Dieses Bollwerk gegen Putin wird nicht nur teuer sein, sondern auch politische Konsequenzen für Europas Staats- und Regierungschefs haben. Militärausgaben werden Arbeitsplätze und ein Wachstum des Bruttoinlandsprodukts schaffen, doch angesichts der Schwierigkeiten des Kontinents, nach mehreren Runden der quantitativen Lockerung tragfähige neue Schulden aufzunehmen, werden steigende Verteidigungshaushalte Ressourcen aus dem Gesundheitswesen, der Bildung und den sozialen Diensten plündern. Das Ende der Friedensdividende, gepaart mit einer steigenden Inflation, ist eine der vielen sekundären Auswirkungen von Putins Krieg. Das richtige Gleichgewicht zwischen Sicherheit und Sozialausgaben zu finden, wird schwierige Entscheidungen erfordern.

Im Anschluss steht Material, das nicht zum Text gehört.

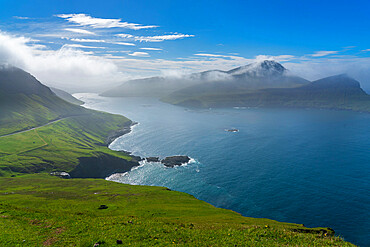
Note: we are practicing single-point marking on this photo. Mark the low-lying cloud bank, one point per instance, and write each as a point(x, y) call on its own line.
point(67, 67)
point(72, 68)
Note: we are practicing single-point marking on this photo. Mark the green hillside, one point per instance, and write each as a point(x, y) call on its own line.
point(40, 210)
point(66, 96)
point(37, 209)
point(67, 138)
point(26, 103)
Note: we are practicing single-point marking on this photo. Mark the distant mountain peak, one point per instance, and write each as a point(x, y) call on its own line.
point(259, 69)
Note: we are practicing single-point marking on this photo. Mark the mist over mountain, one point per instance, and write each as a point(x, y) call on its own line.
point(25, 102)
point(256, 75)
point(66, 96)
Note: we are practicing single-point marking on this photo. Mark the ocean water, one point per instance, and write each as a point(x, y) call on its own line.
point(303, 166)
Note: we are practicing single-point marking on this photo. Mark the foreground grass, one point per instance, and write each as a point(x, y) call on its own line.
point(40, 210)
point(58, 146)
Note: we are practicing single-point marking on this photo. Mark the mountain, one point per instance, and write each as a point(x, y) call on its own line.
point(334, 92)
point(66, 96)
point(40, 132)
point(26, 103)
point(264, 74)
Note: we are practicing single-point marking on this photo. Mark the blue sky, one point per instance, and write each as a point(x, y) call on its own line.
point(120, 40)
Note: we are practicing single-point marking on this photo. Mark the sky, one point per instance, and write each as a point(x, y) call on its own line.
point(79, 45)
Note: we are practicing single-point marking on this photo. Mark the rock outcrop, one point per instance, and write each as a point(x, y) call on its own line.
point(173, 161)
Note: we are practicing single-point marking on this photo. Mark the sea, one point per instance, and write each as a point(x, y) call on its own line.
point(303, 166)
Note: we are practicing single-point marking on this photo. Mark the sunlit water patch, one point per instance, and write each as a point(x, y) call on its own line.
point(303, 166)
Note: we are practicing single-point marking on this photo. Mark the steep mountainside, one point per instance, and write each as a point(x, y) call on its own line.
point(265, 74)
point(26, 103)
point(66, 137)
point(335, 92)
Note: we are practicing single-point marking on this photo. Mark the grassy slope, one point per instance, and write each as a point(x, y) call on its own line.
point(37, 210)
point(59, 145)
point(21, 111)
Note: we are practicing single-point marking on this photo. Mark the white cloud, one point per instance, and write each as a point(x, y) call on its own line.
point(87, 20)
point(125, 35)
point(139, 54)
point(88, 40)
point(123, 43)
point(323, 53)
point(21, 17)
point(65, 68)
point(150, 49)
point(210, 55)
point(158, 38)
point(98, 41)
point(81, 31)
point(82, 46)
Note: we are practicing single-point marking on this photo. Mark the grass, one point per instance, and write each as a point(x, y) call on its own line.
point(21, 143)
point(40, 210)
point(59, 146)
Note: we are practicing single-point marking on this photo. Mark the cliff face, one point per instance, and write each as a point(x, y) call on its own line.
point(102, 166)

Diese missliche Lage wird nicht ewig andauern. Es gibt keine Garantie dafür, dass der nächste russische Staatschef eine kooperativere Außenpolitik haben wird, aber zumindest könnte er nicht alle dunklen Obsessionen Putins teilen. Einige Checks and Balances könnten wieder in die Entscheidungsfindung des Kremls einfließen. Da Putins Abgang jedoch wahrscheinlich noch Jahre auf sich warten lässt, ist der Grundsatz „Frieden wünschen, sich auf Krieg vorbereiten“ eine kostspielige, aber notwendige Absicherung der fragilen Sicherheit Europas.